Washington DC -- Pemerintahan Presiden Donald Trump memperingatkan media penyiaran di Amerika Serikat bahwa izin siaran mereka dapat dicabut jika terus menayangkan liputan yang dinilai terlalu kritis terhadap perang melawan Iran. 

Peringatan itu disampaikan setelah pemerintah menuduh sejumlah media melakukan “distorsi berita” terkait konflik tersebut. 

Pernyataan tersebut memicu kritik tajam dari politisi dan pegiat kebebasan berekspresi.
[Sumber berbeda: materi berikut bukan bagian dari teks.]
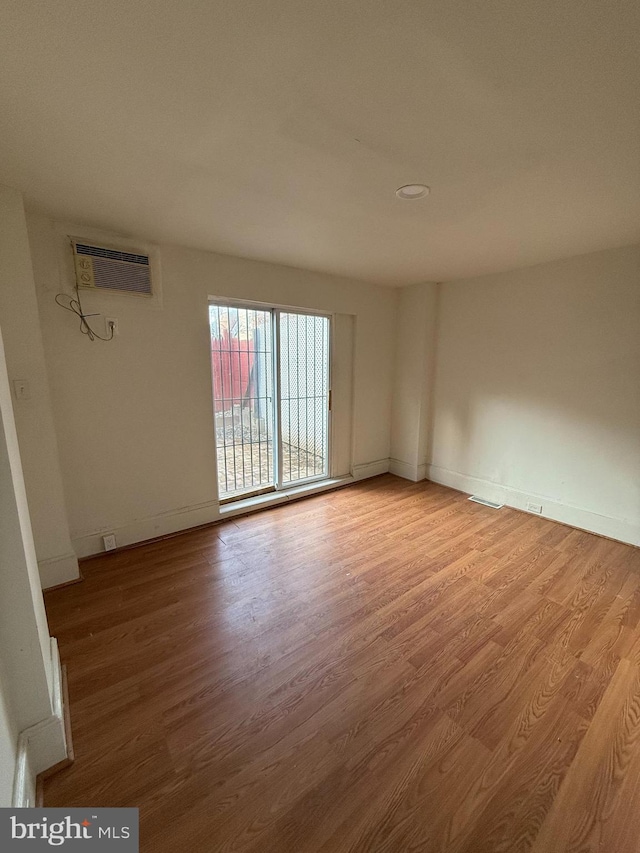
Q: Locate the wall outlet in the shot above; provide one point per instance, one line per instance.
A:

Mereka menilai ancaman itu berpotensi menjadi bentuk sensor terhadap pemberitaan perang.

Kontroversi ini muncul di tengah meningkatnya perdebatan publik di AS mengenai konflik yang dilancarkan Washington bersama Israel terhadap Iran.

FCC peringatkan media soal izin siaran 

Ketua Federal Communications Commission (FCC) Brendan Carr menyampaikan peringatannya melalui media sosial pada Sabtu (14/3/2026). Ia menegaskan bahwa lembaga penyiaran harus “memenuhi kewajiban melayani kepentingan publik” jika ingin mempertahankan lisensinya.
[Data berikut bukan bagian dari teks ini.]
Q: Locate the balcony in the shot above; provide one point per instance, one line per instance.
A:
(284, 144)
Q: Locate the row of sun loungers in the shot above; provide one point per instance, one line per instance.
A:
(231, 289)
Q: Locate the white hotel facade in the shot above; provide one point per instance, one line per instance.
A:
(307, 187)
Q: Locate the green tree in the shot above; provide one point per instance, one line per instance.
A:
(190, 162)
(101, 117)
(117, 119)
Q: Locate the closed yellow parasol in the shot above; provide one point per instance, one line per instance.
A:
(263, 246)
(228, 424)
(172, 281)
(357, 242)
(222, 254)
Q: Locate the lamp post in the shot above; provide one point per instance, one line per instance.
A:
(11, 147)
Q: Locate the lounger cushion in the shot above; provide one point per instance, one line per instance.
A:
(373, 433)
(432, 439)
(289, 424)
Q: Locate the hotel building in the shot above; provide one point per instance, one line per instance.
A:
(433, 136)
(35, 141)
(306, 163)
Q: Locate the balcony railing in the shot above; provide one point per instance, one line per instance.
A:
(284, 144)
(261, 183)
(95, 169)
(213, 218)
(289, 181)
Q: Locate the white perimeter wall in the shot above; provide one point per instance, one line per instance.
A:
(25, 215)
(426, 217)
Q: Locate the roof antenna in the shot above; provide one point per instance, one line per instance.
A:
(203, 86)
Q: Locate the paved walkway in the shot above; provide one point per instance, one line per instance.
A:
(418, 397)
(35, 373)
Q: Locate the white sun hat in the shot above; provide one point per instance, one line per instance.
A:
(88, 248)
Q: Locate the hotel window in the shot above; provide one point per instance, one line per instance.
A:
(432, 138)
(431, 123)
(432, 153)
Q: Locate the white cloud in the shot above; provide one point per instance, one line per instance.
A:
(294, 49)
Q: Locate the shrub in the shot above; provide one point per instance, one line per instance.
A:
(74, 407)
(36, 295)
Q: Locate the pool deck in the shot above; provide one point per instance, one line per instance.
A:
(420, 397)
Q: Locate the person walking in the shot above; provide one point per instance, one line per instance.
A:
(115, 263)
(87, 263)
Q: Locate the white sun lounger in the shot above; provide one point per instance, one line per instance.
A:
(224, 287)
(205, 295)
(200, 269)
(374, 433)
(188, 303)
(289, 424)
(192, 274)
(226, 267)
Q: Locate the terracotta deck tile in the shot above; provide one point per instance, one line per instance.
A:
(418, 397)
“Penyiar harus beroperasi demi kepentingan publik, atau mereka bisa kehilangan lisensinya,” tulis Carr. “Penyiar yang menjalankan hoaks dan distorsi berita — yang juga dikenal sebagai berita palsu — sekarang punya kesempatan untuk memperbaiki arah sebelum lisensi mereka diperbarui,” kata Carr. 
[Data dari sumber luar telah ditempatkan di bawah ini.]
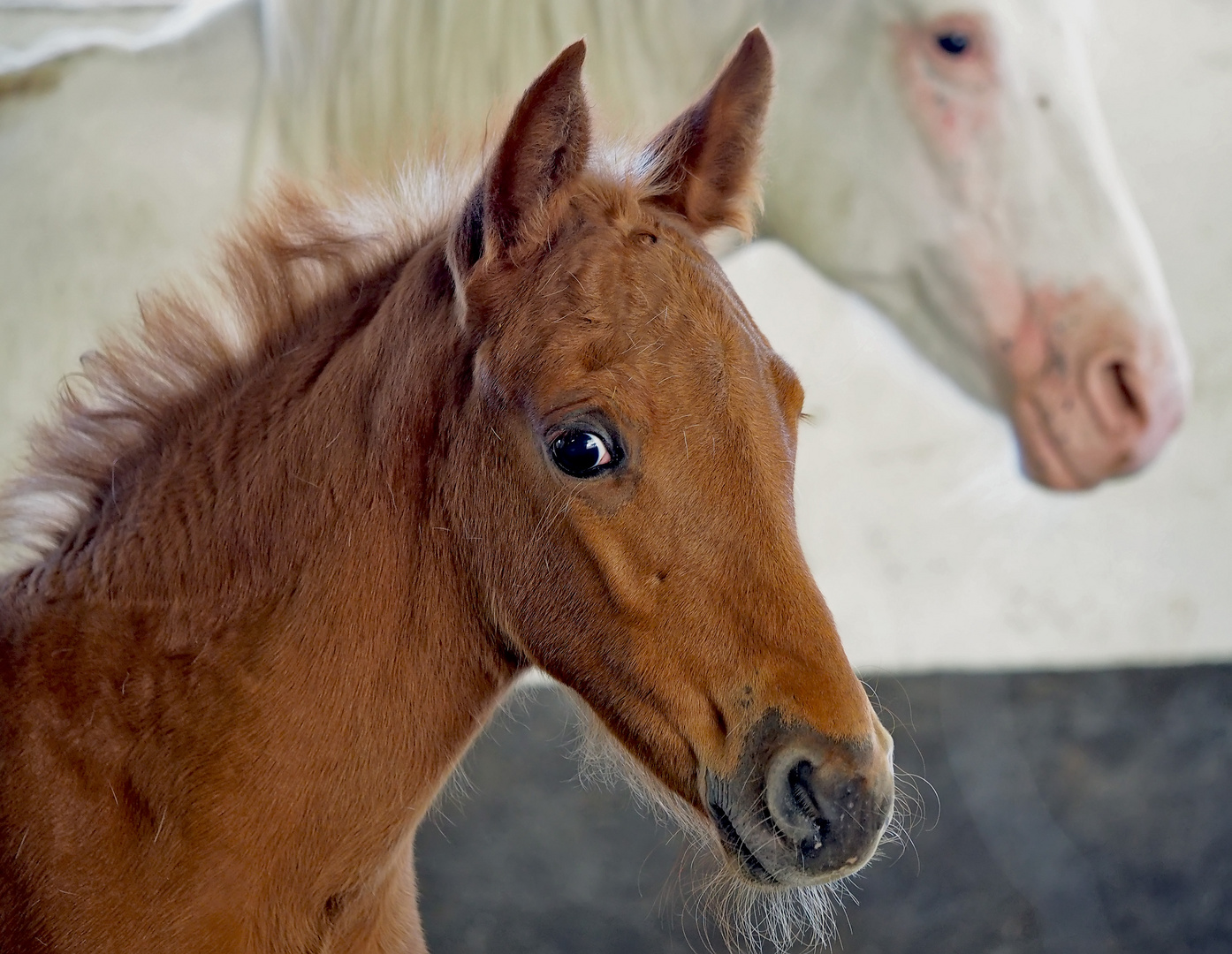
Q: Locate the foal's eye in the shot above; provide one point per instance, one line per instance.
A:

Pernyataan itu disebut sebagai ancaman terbaru dari Carr, yang sebelumnya beberapa kali menuai sorotan karena komentar yang dianggap menekan media agar sejalan dengan prioritas Trump. 

Pernah tekan program Jimmy Kimmel 

Tahun lalu, Carr juga sempat mendesak jaringan televisi ABC dan distributor programnya untuk mengambil tindakan terhadap komedian Jimmy Kimmel, yang kerap mengkritik Trump dalam narawicara malam hari. “Kita bisa melakukan ini dengan cara mudah atau cara sulit,” kata Carr saat itu dalam sebuah podcast. Setelah komentar tersebut, acara Kimmel sempat dihentikan sementara oleh ABC. 

Tuai kecaman 

Pernyataan Carr terbaru segera memicu kecaman dari sejumlah politisi dan kelompok advokasi kebebasan berpendapat. Senator dari Hawaii, Brian Schatz, menilai peringatan itu sebagai tekanan agar media memberitakan perang secara positif. 

“Ini adalah arahan yang jelas untuk memberikan liputan perang yang positif, atau lisensi mereka mungkin tidak diperpanjang,” tulis Schatz. 

Ia menilai situasi ini jauh lebih serius dibanding kontroversi sebelumnya terkait program komedi. “Ini jauh lebih buruk daripada urusan komedian itu. Taruhannya jauh lebih tinggi. Dia tidak berbicara tentang acara larut malam, dia berbicara tentang bagaimana perang diliput,” ujarnya. 

Sementara itu, Aaron Terr dari organisasi Foundation for Individual Rights and Expression (FIRE) juga mengecam upaya pemerintah membungkam liputan kritis. “Amandemen Pertama tidak mengizinkan pemerintah menyensor informasi tentang perang yang sedang dilakukannya,” kata Terr. 

Trump serang media 

Komentar Carr muncul setelah Trump menuduh media “berita palsu” melaporkan bahwa pesawat pengisian bahan bakar militer AS terkena serangan Iran di Arab Saudi. Trump membantah laporan tersebut dalam unggahan di platform Truth Social.

“Pangkalan itu memang terkena serangan beberapa hari lalu, tetapi pesawatnya tidak ‘terkena’ atau ‘hancur’,” kata Trump. 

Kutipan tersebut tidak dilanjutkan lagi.